There was a town ahead, or perhaps just a collection of shacks crouching on the shore of the Exalsee. Her companion, Totho, had put on an extra stumble of speed, fixing his eyes on it, ignoring Maure, making it plain that she was just an unwanted woman trailing his footsteps.
He had spoken to her precisely twice since their first meeting. The first time had been to ask what she was eating, as she started gnawing something grey and fibrous left over from the supplies that Messel had foraged for them. Maure had scrutinized the unappetizing fare and confessed she was not entirely sure. For a moment Totho had just stared at her, and she had thought that he would say something more, as though some great revelation was just on the tip of his tongue. Her expectant expression had frightened him off, though – he had seen Che’s name written there and had shied away from it, turning his shoulder and stomping off once more, trying to leave her behind.
The second time, not long after that, he had rounded on her without warning and just demanded, ‘Why are you following me?’

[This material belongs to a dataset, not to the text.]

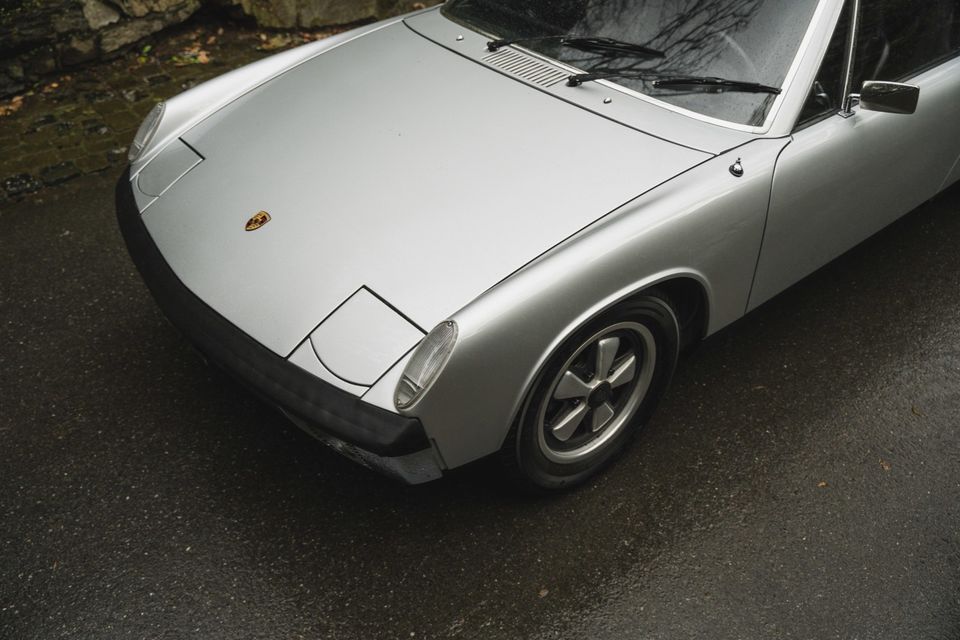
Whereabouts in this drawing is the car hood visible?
[141,23,710,355]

Maure had blinked at him. ‘For a lot of complicated reasons,’ she told him; then, as he was turning away once more, she found herself desperate to keep him talking in case she could prise that meaning from him. ‘And one simple one: I don’t have the first idea where I am. Following you’s better than nothing.’
‘You’re by the Exalsee,’ Totho had spat back.

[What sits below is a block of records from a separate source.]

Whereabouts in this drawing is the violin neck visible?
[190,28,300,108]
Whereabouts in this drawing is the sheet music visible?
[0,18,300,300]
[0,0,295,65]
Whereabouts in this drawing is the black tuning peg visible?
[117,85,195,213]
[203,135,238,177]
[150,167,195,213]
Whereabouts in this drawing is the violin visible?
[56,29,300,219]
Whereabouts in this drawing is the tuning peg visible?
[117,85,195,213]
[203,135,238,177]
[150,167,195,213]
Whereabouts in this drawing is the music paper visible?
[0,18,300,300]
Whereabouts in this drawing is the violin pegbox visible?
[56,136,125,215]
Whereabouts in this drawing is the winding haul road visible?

‘Good.’ She had nodded, desperately earnest. ‘What’s an exalcy? Is it like a principality?’
He had just stared. ‘It’s this.’ A gauntleted hand waved across the water that ran all the way to the horizon. ‘It’s basically the thing people know about this part of the world. How can you not know this?’
‘I was never here before!’ she snapped at him, feeling the keen unfairness of it all – she, who had counted herself well-travelled once. ‘I come from the Commonweal, understand? I have not the first idea where any of this is!’

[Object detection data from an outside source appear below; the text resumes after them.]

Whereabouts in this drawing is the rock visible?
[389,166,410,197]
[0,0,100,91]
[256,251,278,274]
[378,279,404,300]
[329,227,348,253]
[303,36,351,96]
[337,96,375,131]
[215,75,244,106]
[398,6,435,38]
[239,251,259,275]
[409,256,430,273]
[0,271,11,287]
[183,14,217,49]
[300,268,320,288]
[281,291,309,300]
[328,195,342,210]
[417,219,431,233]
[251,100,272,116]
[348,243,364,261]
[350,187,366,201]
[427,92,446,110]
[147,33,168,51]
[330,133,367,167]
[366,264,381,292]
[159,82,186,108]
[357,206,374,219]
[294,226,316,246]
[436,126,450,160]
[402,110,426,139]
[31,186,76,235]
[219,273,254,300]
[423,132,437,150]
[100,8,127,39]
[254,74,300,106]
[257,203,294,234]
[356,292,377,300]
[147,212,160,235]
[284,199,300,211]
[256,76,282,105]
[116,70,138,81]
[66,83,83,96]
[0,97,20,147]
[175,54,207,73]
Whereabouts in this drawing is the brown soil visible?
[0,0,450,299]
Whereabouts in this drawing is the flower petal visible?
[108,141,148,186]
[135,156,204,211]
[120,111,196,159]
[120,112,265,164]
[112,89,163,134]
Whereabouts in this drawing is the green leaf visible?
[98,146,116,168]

For a moment she thought that he might even be sympathetic – but, no, it was just that she had now furnished him with an excuse to explain her away. ‘What, you’re an escaped slave? The Imperials brought you here?’
‘No, I told you. Che—!’
He had snapped, lunging for her – she had skipped back out of his way the first time but his armour didn’t slow him half as much as she expected and, on the second try, he had one of her wrists in his metal grip.
‘You don’t know Che!’ He had bellowed into her face. ‘Shut up about Che! You don’t know her and you don’t know me! I’ll . . .’ Looking into that incandescent expression, it was easy for Maure to finish that bitten-off sentence: I’ll kill you if you say her name again. He must have seen something in her frightened face – a woman only a few years his senior, and just as lost as he was – and he had just flung her hand away and marched on, bunching his shoulders against her inevitable, unsheddable presence, now dogging his heels like some part of his shadow that had become detached but would not just go away.
Totho had been walking for too long, and each step he took just emphasized the fact that he was going nowhere. He might as well tread round and round the Exalsee’s vast circumference like a clockwork toy, until he wound down forever. With that thought, the woman’s constant trailing acquired a sinister connotation, as if she was patiently waiting for him to drop so that she could rob or dismember his corpse. Certainly there seemed something of the dead about her, impossible to put his finger on, but just as impossible to ignore.
Now there was something ahead that spoke of other people, after what seemed an eternity of lonely journeying with only the maddening, unwanted company of this inexplicable woman. Totho had never been fond of people, as a general rule – a trait born out of their general lack of feeling for him. Nowhere in the world loved a halfbreed.